As chair of the Board’s budget committee, Carson worked to make the meetings more open and inclusive, soliciting more budget input throughout the county.
“It wasn’t just a few people carving up the budget anymore,” he said. “I just tried to make it a more inclusive, more transparent process and through that process hopefully having a more equitable outcome.”
Through his participation in both the state and national associations, Carson has gained a lot of perspective for how other leaders manage their counties’ needs. But he is very concerned about the impact of broad economic trends on his own district, which he has seen become less diverse over his tenure as the cost of living throughout the Bay Area drives many, including his son, farther inland if they want to stay in California.
“Now there’s an exodus because people can’t afford to live in our area,” he said. “People on the economic margins are becoming part of our homeless or the incarcerated population and the need for the services county government provides has become so much greater and these groups struggle to survive. We spent $100 million on food programs in 2022, but just a few years ago it was $10 million before the COVID pandemic.”
His district, which was 20 percent Black when he was elected in 1992, is now closer to 10 percent Black.
“We’re seeing less of the diversity that made our area so distinctive and vibrant,” he said.
His response is to live unapologetically through his identity as an African-American, and he feels that by gearing his attention to the needs of one marginalized group, he’s much more receptive to others, citing LGBTQ and disabled communities as examples of constituencies for whom attention to their concerns have made the country stronger overall.
“We want to minimize competition among groups, but also constantly using the data that highlights the disparities and redirect resources accordingly,” he said. “We’re currently in the process of sitting down with each of the distinctive groups, coming out of the pandemic, trying to solicit what does life look like for the population. For some groups, family connections get tighter and we want to make sure nobody pulls away from society at large and feels forgotten by county government.”
While work in the community is crucial, Carson saw John George, the county’s first Black supervisor, die in office from a heart attack, due in part to overextending himself in an effort to keep up a hectic public schedule.
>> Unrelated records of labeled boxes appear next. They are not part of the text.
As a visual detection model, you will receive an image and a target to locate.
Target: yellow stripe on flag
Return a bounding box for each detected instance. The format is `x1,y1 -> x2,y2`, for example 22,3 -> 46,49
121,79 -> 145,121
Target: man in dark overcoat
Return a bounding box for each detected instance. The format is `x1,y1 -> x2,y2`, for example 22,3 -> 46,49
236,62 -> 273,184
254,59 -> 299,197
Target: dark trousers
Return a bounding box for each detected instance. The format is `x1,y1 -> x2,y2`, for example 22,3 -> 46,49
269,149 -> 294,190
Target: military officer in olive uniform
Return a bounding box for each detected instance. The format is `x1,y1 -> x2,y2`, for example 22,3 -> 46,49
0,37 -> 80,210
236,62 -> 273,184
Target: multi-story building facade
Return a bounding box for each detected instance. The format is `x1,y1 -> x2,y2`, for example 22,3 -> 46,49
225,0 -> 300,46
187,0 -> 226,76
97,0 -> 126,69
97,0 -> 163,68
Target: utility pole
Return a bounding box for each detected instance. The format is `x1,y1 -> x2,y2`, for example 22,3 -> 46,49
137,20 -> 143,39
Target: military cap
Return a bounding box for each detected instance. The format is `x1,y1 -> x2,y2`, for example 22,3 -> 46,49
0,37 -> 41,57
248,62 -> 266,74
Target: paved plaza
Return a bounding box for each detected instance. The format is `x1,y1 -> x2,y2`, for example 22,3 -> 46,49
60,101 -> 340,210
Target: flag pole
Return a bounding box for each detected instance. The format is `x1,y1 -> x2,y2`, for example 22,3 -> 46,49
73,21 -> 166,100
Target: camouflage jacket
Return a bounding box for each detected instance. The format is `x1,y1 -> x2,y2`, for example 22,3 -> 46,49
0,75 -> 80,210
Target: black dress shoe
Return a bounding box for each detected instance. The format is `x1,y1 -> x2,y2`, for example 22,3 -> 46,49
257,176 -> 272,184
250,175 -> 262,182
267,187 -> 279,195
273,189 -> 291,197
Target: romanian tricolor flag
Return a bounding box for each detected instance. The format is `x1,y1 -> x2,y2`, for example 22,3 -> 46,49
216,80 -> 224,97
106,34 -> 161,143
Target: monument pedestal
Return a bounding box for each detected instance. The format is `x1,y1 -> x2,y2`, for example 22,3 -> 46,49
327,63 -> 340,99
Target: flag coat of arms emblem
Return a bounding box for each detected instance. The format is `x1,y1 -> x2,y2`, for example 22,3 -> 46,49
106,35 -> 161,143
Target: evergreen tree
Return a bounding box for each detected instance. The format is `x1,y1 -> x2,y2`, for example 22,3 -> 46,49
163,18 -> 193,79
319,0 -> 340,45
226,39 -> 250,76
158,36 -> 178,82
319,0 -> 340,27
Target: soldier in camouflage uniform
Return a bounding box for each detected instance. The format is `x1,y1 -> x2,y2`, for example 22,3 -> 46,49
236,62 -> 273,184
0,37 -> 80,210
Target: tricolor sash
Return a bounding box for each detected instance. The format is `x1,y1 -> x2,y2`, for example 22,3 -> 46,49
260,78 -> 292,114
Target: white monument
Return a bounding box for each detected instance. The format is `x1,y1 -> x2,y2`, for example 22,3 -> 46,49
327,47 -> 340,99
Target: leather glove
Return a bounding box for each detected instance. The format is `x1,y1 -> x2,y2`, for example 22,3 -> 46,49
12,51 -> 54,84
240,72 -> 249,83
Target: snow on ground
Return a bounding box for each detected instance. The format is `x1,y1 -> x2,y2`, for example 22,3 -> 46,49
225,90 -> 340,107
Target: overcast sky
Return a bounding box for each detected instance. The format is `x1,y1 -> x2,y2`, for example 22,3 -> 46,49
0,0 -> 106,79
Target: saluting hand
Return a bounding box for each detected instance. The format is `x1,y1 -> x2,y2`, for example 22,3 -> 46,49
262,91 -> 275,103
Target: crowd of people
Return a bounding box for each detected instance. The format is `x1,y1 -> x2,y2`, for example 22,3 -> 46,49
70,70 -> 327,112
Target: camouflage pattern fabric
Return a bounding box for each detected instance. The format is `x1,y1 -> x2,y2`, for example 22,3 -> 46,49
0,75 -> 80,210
North of 70, Carson prioritizes his physical and mental health with regular appointments with a heavy punching bag, on which he unleashes his frustrations while working up a sweat before giving the bag a cathartic embrace after a long workout and moving on with his day.
His eye has always been on the future, even as he looks to the challenges his parents faced in an effort to use county government to make life better for everyone. Though his father died before he took office, his mother lived to see most of his county government career thus far.
“I’ve been blessed to be placed in a position to be in the room where I can lend a voice to trying to figure out how we move forward,” he said. “I feel so blessed that I have the ability to do this work.”